Quid sonat equivocum simili sub ymagine vocum
Si dubius fueris, hoc lege! Tutus eris.*

Versus differentiales were a common feature of medieval grammar education from the 11th century on. The idea was to distinguish two homonyms in which the penultimate syllables had vowels of different lengths, such as ăcer “maple” and ācer “fierce”, and use them together in a hexameter verse. The scansion and the sense of the verse would make it clear which was which:

Dicitur arbor ăcer, vir fortis et improbus ācer.

Such verses are particularly valuable for three-syllable words, since a short middle syllable throws the stress back to the first syllable:

In silvis lépŏres, in verbis quere lepṓres.
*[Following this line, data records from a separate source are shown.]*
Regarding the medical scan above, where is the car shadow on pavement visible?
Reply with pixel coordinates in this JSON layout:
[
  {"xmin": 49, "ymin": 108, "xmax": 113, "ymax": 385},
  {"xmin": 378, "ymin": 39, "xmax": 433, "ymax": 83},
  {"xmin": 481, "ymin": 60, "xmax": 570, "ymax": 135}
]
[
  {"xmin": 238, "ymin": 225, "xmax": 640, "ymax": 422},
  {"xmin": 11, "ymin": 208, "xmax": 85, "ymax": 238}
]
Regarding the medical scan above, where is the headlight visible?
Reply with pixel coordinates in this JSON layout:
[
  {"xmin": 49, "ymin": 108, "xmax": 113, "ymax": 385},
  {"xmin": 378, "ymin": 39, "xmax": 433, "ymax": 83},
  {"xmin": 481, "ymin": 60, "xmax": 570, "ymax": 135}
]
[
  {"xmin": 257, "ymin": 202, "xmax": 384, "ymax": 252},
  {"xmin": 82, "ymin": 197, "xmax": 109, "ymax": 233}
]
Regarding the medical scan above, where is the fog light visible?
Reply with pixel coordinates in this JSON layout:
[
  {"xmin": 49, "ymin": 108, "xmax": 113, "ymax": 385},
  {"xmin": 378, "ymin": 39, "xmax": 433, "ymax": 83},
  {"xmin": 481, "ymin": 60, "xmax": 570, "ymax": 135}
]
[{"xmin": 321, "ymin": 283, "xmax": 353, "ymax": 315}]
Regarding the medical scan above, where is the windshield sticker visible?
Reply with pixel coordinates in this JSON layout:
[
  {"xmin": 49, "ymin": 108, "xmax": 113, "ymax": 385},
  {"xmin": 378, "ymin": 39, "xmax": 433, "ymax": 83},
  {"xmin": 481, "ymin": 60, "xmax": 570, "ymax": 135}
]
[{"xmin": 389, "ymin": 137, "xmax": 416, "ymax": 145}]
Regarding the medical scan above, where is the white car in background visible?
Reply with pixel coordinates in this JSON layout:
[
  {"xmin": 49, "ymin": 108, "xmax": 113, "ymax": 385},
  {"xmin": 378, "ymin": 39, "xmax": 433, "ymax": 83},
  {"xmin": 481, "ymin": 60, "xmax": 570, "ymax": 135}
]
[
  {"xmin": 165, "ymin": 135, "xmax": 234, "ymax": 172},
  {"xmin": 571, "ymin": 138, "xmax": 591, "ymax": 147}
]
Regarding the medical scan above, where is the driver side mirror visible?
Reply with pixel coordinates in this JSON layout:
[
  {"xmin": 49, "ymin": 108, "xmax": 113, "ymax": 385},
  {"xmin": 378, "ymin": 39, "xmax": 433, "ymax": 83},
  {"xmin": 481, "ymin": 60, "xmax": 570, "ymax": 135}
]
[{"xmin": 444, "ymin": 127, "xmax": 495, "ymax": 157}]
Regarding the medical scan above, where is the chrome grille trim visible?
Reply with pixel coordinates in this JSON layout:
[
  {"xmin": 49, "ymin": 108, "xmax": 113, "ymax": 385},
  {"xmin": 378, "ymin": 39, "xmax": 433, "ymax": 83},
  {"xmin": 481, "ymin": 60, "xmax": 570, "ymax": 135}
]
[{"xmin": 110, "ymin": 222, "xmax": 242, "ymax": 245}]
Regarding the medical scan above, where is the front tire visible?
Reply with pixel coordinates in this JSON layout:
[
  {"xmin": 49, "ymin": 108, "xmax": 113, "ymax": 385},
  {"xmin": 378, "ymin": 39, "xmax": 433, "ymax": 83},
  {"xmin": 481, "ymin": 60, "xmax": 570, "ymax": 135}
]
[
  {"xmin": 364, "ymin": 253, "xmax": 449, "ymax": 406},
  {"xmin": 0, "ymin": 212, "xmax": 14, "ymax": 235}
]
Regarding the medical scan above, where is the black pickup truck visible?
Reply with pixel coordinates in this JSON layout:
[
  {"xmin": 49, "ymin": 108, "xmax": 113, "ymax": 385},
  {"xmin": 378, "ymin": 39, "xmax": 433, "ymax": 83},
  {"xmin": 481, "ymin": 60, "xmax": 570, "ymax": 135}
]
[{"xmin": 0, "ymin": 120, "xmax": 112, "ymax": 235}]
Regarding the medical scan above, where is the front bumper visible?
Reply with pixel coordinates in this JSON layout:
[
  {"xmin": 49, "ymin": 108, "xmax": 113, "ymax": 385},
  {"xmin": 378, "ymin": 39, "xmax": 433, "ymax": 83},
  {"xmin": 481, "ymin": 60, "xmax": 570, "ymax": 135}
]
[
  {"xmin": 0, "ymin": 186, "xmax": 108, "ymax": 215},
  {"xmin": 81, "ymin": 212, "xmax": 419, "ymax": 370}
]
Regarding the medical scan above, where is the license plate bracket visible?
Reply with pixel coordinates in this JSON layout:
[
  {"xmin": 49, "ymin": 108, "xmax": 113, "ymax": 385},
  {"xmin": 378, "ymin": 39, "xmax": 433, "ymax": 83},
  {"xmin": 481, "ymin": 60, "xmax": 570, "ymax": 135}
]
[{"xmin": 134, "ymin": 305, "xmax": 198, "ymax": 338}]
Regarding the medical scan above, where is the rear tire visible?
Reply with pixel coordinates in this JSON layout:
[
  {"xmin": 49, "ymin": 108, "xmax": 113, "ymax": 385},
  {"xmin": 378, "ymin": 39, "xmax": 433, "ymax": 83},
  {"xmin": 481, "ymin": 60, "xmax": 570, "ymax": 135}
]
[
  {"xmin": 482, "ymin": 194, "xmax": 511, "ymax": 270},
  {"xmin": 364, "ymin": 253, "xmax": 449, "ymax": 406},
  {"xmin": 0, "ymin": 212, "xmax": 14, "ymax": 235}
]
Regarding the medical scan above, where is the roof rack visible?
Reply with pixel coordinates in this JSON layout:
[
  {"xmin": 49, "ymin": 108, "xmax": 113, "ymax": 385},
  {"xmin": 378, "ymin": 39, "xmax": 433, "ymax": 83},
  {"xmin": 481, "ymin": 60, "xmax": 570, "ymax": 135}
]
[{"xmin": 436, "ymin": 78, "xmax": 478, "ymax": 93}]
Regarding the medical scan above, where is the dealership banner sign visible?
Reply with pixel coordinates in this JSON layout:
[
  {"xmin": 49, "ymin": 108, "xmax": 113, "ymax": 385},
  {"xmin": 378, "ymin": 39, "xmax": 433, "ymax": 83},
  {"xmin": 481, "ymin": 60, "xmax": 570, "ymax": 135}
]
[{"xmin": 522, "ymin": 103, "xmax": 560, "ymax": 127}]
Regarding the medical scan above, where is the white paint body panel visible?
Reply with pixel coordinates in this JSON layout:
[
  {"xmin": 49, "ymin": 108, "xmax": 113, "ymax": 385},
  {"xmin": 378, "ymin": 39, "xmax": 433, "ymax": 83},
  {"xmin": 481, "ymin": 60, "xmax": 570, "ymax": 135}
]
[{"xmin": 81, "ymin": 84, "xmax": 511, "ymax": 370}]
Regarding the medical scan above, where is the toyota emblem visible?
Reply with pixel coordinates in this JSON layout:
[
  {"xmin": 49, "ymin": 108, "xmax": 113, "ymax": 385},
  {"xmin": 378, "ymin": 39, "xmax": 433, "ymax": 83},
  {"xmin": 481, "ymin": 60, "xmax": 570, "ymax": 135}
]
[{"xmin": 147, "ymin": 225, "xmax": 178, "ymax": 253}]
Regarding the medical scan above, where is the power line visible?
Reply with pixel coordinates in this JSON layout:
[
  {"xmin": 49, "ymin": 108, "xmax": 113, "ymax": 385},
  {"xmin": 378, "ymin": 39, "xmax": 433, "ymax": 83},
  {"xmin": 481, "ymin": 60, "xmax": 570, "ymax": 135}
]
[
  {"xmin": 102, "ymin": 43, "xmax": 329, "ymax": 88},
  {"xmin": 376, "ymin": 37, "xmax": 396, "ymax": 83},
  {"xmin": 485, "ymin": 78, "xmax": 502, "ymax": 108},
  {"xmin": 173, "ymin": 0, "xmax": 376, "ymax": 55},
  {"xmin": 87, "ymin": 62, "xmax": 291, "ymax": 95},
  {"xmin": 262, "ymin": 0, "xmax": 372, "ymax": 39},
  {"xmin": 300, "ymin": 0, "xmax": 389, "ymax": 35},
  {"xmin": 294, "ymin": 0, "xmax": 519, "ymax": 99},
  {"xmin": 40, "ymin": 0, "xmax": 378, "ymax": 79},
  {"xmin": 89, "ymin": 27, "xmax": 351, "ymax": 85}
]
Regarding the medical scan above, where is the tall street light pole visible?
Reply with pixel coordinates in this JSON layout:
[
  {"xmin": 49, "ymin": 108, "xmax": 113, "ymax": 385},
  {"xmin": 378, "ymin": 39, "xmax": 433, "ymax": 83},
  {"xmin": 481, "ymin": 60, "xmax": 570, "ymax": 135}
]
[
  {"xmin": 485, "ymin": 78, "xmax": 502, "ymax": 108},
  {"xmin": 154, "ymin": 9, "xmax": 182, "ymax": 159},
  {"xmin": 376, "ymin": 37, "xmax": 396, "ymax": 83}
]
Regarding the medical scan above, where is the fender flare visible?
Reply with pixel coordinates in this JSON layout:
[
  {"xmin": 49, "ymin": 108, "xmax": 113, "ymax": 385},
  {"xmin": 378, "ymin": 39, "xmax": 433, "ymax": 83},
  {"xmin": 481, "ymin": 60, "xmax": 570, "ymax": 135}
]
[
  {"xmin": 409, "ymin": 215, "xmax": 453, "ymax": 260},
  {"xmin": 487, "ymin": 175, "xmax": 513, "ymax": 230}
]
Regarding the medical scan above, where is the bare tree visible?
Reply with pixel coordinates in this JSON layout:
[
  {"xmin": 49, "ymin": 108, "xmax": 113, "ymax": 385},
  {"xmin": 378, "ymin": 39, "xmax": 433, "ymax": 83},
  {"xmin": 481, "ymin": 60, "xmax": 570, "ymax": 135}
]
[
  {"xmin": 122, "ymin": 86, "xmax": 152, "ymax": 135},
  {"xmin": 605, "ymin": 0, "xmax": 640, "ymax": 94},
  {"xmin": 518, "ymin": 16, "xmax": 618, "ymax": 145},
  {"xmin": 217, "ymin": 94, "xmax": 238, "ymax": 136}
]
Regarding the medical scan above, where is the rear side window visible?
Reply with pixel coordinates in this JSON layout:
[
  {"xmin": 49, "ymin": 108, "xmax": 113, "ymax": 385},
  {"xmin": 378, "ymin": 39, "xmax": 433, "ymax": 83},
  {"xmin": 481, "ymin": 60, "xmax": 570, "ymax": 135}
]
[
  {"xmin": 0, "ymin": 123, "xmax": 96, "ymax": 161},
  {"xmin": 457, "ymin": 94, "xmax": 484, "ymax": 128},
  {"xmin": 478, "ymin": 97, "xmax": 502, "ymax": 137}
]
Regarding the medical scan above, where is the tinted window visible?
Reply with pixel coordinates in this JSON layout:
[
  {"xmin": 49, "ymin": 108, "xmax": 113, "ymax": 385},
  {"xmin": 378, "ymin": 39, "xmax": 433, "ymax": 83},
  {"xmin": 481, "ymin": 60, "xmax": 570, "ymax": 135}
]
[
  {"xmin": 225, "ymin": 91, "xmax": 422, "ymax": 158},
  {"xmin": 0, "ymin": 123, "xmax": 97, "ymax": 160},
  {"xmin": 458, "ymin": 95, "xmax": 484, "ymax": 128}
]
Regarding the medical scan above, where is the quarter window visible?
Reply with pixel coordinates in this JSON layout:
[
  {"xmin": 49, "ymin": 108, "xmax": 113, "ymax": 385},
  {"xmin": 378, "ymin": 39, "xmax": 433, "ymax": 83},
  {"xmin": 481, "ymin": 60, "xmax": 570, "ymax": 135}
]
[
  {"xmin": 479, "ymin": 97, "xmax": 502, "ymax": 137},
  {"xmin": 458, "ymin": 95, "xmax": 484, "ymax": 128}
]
This project was a spin-off of my dissertation on the 13th-century Anglo-Latin poet Henry of Avranches, who compiled two sets of versus differentiales. The idea was to compare Henry’s Comoda gramatice and Tractatus with John of Garland’s Accentarium, and draw some conclusions about the relations between the two poets. That project stalled in the mid-1990s and my career trajectory since then is not likely to lead to its completion. Instead, in the hope of entertaining and edifying, and of getting at last some value out of that unfinished work, I set up a Twitter bot in 2013 to tweet one of these little verses daily and post them to this site. Here I’ve included the apparatus of references, such as it is, but I can’t now guarantee it. The value, if any, is in the verses.

Note: The orthography is generally medieval, either that of the editions I’ve followed or of the manuscripts I’ve transcribed. If you see a problem or have a question, please feel free to contact me via Twitter or Github.

* Jacob Werner, Beiträge zur Kunde der lateinischen Literatur des Mittelalters (Aarau, 1905), p. 184.